In ecological terms, biomass refers to the total mass of all living or organic matter that inhabit an ecosystem at any given point of time. There are two main different types of biomass:
- Species Biomass
- Community Biomass
Species biomass is the total mass of species in an ecosystem. Community biomass, on the other hand, is the total mass of all the species that regard the specified community as their habitat. When it comes to measuring biomass, the species can include human beings and even microorganisms.
The method used in measuring biomass depends on the reason for which the biomass is being measured. You may want to take the mass of the organisms in their natural state and their natural habitat for biomass calculation. Say you want to calculate the biomass in a fishery, for example:
The total biomass should be the biomass of the fish while they are still wet if you took them out of the water. Conversely, if the dried mass of the fish is taken, it would account for 30 percent of their actual mass. This is because the rest of the mass will be water. Measurement of biomass in terms of dry weight is more accurate.
In some other cases, the mass would only include biological tissues. Bone mass, teeth mass, or shell mass, wouldn’t be considered. This case applies where you want to measure only the carbon present in the body.
Biomass is an expression of the mass per unit area. Hence, the units of measurements are grams per square meter or tons per square kilometer.
The Significance of The Pyramid of Biomass
A biomass pyramid is useful for quantifying the biomass that is available as a result of organisms at every trophic level. This pyramid begins with the producer, normally the plants, which occupy the bottom level of the pyramid. The producers are followed by primary consumers.

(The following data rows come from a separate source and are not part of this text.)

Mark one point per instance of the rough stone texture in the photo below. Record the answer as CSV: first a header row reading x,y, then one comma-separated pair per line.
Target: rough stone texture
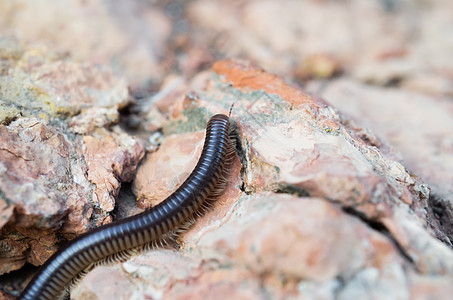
x,y
60,168
419,127
373,41
127,36
319,209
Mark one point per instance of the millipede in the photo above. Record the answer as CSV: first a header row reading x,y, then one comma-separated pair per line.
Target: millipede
x,y
119,240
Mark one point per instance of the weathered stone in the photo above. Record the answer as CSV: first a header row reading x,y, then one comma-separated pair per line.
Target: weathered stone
x,y
320,207
130,36
54,183
424,119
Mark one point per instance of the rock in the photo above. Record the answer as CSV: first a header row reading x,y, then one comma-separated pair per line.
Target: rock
x,y
60,168
129,37
426,123
319,207
393,44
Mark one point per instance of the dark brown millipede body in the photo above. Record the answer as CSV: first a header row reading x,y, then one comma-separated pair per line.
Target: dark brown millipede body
x,y
110,242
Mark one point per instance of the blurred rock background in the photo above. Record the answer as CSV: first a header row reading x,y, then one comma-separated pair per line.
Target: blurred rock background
x,y
87,87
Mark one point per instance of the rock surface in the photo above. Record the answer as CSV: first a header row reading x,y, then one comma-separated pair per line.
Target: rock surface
x,y
385,64
417,126
59,172
315,211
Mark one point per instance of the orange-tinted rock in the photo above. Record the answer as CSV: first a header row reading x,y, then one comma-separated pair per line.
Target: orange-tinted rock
x,y
406,119
129,37
54,183
319,209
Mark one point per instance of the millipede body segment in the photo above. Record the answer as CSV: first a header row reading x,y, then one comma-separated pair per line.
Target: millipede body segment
x,y
118,240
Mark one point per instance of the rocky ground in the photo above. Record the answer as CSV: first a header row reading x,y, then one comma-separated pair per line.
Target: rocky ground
x,y
342,185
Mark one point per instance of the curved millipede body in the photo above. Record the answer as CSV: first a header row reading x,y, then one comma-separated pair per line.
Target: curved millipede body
x,y
117,240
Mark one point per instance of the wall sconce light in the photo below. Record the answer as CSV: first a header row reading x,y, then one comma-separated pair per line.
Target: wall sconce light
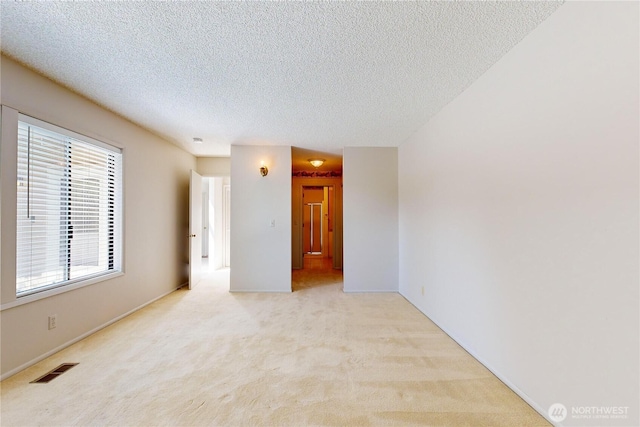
x,y
263,169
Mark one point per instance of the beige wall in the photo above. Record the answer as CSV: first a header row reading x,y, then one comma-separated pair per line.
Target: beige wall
x,y
156,180
260,252
519,213
370,210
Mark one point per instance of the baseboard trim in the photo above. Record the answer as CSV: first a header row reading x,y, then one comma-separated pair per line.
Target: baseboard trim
x,y
81,337
370,291
536,407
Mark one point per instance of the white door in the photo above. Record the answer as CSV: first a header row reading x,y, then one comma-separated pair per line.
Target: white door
x,y
195,229
227,225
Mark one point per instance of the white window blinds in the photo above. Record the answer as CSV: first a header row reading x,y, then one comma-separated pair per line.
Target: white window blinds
x,y
69,207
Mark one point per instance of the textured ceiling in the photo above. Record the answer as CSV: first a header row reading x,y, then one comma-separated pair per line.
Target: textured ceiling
x,y
316,75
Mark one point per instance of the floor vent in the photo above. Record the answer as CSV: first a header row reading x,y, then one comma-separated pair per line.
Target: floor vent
x,y
54,373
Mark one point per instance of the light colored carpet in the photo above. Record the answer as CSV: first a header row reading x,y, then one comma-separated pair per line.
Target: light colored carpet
x,y
316,356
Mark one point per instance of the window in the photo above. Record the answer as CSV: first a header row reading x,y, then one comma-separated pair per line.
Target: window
x,y
69,207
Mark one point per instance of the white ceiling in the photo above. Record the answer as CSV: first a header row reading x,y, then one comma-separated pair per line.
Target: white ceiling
x,y
316,75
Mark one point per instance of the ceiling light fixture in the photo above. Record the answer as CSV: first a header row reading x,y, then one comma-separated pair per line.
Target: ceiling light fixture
x,y
316,162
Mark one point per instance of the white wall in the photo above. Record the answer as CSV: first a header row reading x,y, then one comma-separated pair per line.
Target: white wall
x,y
370,218
156,181
519,213
260,254
214,166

The highest quantified amount of biomass sits at the topmost level of the pyramid. This level largely includes the carnivores. Note that we are talking about an upright pyramid here.
Virtually all of the world’s ecosystems and biomes are represented by an upright biomass pyramid. In an upright pyramid ecosystem, the total weight of the producers is more than the total weight of the consumers. However, the inverted pyramid of biomass is the complete opposite. Namely, the combined weight of the producers is less than the combined weight of the consumers.
The manner in which biomass pyramid is represented is based on the law of thermodynamics. This law states that energy can never be destroyed. It can never be created either. It can only be transformed from one form into another. Namely, the energy is transferred through the chain from producers to consumers and so on, and converted in the biomass.
The Major Limitation of a Biomass Pyramid
One of the main limitations of a biomass pyramid is that every trophic level seems to have more energy than it truly does.
A good example to illustrate this is when human beings consume another animal. The mass of the animal’s bones is calculated. However, the mass of the bones is not actually utilized in the next level of the pyramid of biomass.
A biomass pyramid counts mass that is not actually transmitted to the next trophic level. Nonetheless, a pyramid of biomass remains one of the excellent ways to determine if there is an imbalance in an ecosystem.
Examples of Biomass Pyramid
Keep in mind that we have an inverted biomass pyramid and the upright one. Examples of the normal biomass pyramid include:
- Mice eat grass seeds. The mice are in turn eaten by the owl. The grass has the greatest biomass in this chain. Its biomass, therefore, sits at the bottom of the pyramid. Conversely, the owl has the lowest biomass in the chain and hence sits on top of the pyramid.
- A caterpillar feeds on an oak tree. A caterpillar is in turn eaten by a blue tit, which is eaten by a sparrowhawk. The oak tree sits at the bottom of the biomass pyramid as it can feed dozens of caterpillars, thanks to its massive biomass. The sparrowhawk occupies the highest level of the pyramid.
In the case of an inverted pyramid, the best example is the pond ecosystem. The mass of the phytoplankton, the main producers of the ecosystem, is less than that of the consumers, which are generally fish and other insects.